O vídeo detalha como o regime iraniano canaliza armamentos para a Venezuela, usando rotas aéreas e marítimas, com sistemas capazes de viajar milhares de quilômetros. Um exemplo disso é a presença do drone Mohajer 6, de fabricação iraniana, que pode transportar até quatro mísseis ar-superfície, que o regime exibiu recentemente em um desfile militar em Caracas.
Serrano mencionou que “essa estratégia faz parte de uma aliança mais ampla para facilitar a infiltração contínua do Irã na América Latina, permitindo que realize operações de inteligência de forma eficaz”.
Além da transferência de armas, foram identificados barcos iranianos com mísseis ao longo da costa noroeste da Venezuela. Embora seu alcance de navegação seja limitado, eles carregam mísseis de longo alcance, afirma FDI.
Joseph Humire, diretor do Centro para uma Sociedade Livre e Segura, comparou a importância estratégica da Venezuela para o Irã com o papel que a Síria desempenhou no Levante, facilitando o armamento e o financiamento do Hezbollah, informou o jornal britânico Daily Mail, em 10 de março.
“O conflito entre a Rússia e a Ucrânia complicou ainda mais o cenário, fortalecendo a aliança entre Bolívia, China, Cuba, Irã, Nicarágua, Rússia e Venezuela, para construir capacidades conjuntas e interoperabilidade”, observou Serrano. “Isso concede ao Irã, apoiado pelo Kremlin, maior liberdade de ação na região.”
Narco-cooperação
Nesse cenário, há uma interação complexa entre os cartéis de drogas mexicanos e os três principais países andinos produtores de coca: Bolívia, Colômbia e Peru. “No Peru, vimos um salto na produção de folhas de coca para o processamento de cocaína, de 240 para quase 800 toneladas”, indicou Serrano.
“Esse aumento coincide com a atuação mais livre e agressiva do regime iraniano na região, que, conhecido por ajudar o comércio ilegal de drogas tóxicas por meio de ligações terroristas, encontra nesse cenário o ambiente ideal para aprofundar seu envolvimento com os cartéis no narcotráfico”, acrescentou.
A área da Tríplice Fronteira entre Argentina, Brasil e Paraguai, já conhecida por sua densa atividade de contrabando e tráfico de drogas, está vendo como o Hezbollah fortalece sua presença, destaca a plataforma alemã DW. A área se tornou um centro de lavagem de dinheiro e recrutamento para a organização, demonstrando a fusão entre o crime e o terrorismo.
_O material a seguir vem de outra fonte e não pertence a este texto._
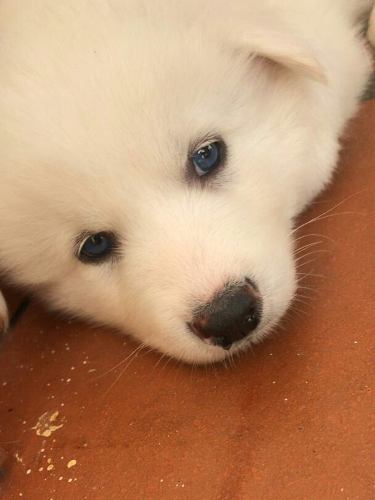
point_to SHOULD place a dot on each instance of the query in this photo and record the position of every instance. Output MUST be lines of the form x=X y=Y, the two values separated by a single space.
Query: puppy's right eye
x=208 y=158
x=97 y=247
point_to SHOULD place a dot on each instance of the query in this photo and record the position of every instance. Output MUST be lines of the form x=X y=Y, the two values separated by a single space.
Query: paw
x=371 y=28
x=4 y=320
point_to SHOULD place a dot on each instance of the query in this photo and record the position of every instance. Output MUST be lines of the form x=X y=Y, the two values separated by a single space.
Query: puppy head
x=150 y=170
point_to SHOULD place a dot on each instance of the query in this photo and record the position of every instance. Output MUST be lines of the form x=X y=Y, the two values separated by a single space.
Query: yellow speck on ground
x=45 y=425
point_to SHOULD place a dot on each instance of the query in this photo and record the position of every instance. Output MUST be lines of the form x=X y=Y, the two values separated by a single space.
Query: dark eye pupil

Serrano observa que o crescimento do narcotráfico e do terrorismo geralmente leva a mais corrupção e erosão democrática. “Para o Irã, fomentar o caos e o crime na América Latina beneficia seus interesses de minar democracias, facilitar operações subversivas e capacitar organizações do crime organizado.”
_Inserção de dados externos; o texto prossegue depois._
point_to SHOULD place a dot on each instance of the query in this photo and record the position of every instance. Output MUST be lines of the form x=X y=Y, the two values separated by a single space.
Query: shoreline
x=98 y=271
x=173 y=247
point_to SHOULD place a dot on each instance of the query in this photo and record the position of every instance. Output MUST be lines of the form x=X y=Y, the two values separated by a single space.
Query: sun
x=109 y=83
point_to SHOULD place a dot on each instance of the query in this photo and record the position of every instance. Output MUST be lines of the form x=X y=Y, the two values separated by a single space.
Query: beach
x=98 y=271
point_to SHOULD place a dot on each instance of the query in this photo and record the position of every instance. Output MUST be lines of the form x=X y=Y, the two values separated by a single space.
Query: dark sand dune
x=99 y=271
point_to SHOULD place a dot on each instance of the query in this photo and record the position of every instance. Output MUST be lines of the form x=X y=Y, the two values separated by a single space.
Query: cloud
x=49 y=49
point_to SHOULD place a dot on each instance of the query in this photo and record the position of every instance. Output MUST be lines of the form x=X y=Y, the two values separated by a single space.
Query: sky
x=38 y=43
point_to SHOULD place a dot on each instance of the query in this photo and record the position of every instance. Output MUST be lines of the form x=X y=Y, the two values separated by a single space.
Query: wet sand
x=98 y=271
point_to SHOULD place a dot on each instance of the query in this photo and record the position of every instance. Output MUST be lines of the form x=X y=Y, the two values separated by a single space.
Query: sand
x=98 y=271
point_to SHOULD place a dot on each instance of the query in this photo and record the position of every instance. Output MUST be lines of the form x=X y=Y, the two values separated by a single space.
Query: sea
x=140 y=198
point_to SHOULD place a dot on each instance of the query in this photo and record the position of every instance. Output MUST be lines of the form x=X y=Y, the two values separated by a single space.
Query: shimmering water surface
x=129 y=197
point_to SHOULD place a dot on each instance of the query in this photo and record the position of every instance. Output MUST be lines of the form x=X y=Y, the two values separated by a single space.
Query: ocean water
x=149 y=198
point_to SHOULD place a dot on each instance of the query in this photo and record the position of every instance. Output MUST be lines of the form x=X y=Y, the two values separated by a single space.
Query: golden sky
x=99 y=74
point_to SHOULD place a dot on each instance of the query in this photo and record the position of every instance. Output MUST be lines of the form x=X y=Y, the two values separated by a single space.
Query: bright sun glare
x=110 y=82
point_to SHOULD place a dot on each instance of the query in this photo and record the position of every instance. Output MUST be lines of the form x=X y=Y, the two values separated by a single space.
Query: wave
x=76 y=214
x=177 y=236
Ele também destacou o interesse do Irã nas reservas de urânio da Venezuela, um elemento crucial para seu programa nuclear. Esse interesse não se limita ao território venezuelano. A Bolívia e o Peru também são importantes por seus recursos estratégicos, destacando a importância geopolítica desses países para Teerã.
De acordo com Humire, a China usa o Irã como intermediário para realizar muitas de suas ações no hemisfério ocidental, protegendo assim suas relações diplomáticas com os Estados Unidos e outros países, informou Daily Mail. Ele também observou que o Irã está disposto a cooperar com isso, pois não tem capital político para arriscar.
Reeleição
Na área da cooperação econômica entre a Venezuela e o Irã, “o apoio econômico iraniano se tornou um pilar para equilibrar o orçamento venezuelano, permitindo que a ditadura de Nicolás Maduro subsidie seus projetos, com o objetivo de garantir sua reeleição”, declarou Serrano.
Após as eleições presidenciais, de acordo com Serrano, Maduro usará esse apoio econômico para continuar e possivelmente intensificar seu apoio financeiro a Cuba, bem como para patrocinar campanhas políticas na região e executar operações de inteligência.
Por todas essas razões, “os líderes devem instar seus serviços de inteligência a realizar avaliações atualizadas sobre ameaças complexas e multidimensionais, bem como fomentar uma aliança regional, apoiada por potências como os Estados Unidos e a União Europeia, para enfrentar essas ameaças e proteger a população”, reiterou Serrano.